2. In 1982 a claim was submitted on behalf of staff transferred at AAI grade from the Department of Agriculture to ACOT for more favourable assimilation into the new ACOT grading structure. In LCR 7649 the Court recognised the particular circumstances of the claimants. The recommendation was rejected by ACOT. Subsequently following negotiations, the ACOT Staff Scheme which covered procedures by way of a Joint Negotiating Council (JNC), binding on both parties, was accepted in 1983. The Union contends that the ACOT Staff Scheme is effectively a contract of employment . The ACOT Staff Scheme and the JNC agreement was passed on the premise that
(a) Management had difficulties with LCR 7649
(b) Management recognised that " a serious and special problem exists for former Assistant Agricultural Inspectors " and undertook in good faith to resolve the problem within a reasonable time. This has not happened.

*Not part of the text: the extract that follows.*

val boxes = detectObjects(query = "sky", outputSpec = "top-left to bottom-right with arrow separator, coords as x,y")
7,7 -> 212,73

3. The claimants circumstances were further recognised by the Chadwick Agreement which provided for an end of year review regarding transferred staff which did not take place.
4. The failure to resolve the problem, that Management recognised on a number of occasions, has dragged on for over twenty years and has serious financial consequences for the claimants many of whom are approaching retirement.
4. 1. The claimants transferred out of the Department of Agriculture twenty six years ago without any particular rights to promotion and indeed no such rights pertain within the civil service. Since that time the claimants have been fully assimilated into the advisory and training grades and have had every access to promotional competitions on the same basis as their colleagues.
2. The Court is being asked to recommend special arrangements for the claimants when such arrangements did not form part of the agreements reached in 1983 ( introduction of Staff Scheme) or in 1994 (Chadwick Agreement). All agreements on promotions since 1983 have been on the basis that qualified staff can compete for positions irrespective of their former "origin" or employer.
3. It is a fact that, arising from these promotions 13 of the 14 claimants have been promoted to Grade 11 level. This means that 13 of the claimants are on salaries that are equivalent to 85% of the maximum of the Grade 111 scale, having moved through the agreed competitive interview process and having previously been on salaries equivalent to 73 % of the maximum.
4. Only eight of the claimants applied for promotion to Grade 111 in the last promotion competition in 2002. The possibility of 'ring fencing' fillable Grade 111 promotional posts for the claimants was not acceptable in 1983 and has never been acceptable to the other 496 Grade 1 and 11 staff who are eligible to compete for any vacancies that arise at Grade 111 level.
5. Over the years, a considerable number of civil servants have transferred to state organisations on the same basis as the claimants. Any concession to the claimants could have far reaching and costly implications in terms of 'knock- on' claims.
Having considered the submissions of the parties and the history of his long -running dispute, it is the view of the Court that the particular cases of the 14 workers have merit.
In that context and given the unique nature of the case, the Court recommends that the parties should meet with a view to arriving at a position where each of the 14 claimants could retire as Grade 111 officers and could enjoy the pension and lump sum entitlements appropriate to workers retiring at that grade.
This is very clearly a one-off situation which is envisaged by the Court and which has arisen from a particular and unique case history. The Recommendation of the Court may not be used as a precedent for any other case or situation.
Signed on behalf of the Labour Court
7th July, 2006______________________
Enquiries concerning this Recommendation should be addressed to Tom O'Dea, Court Secretary.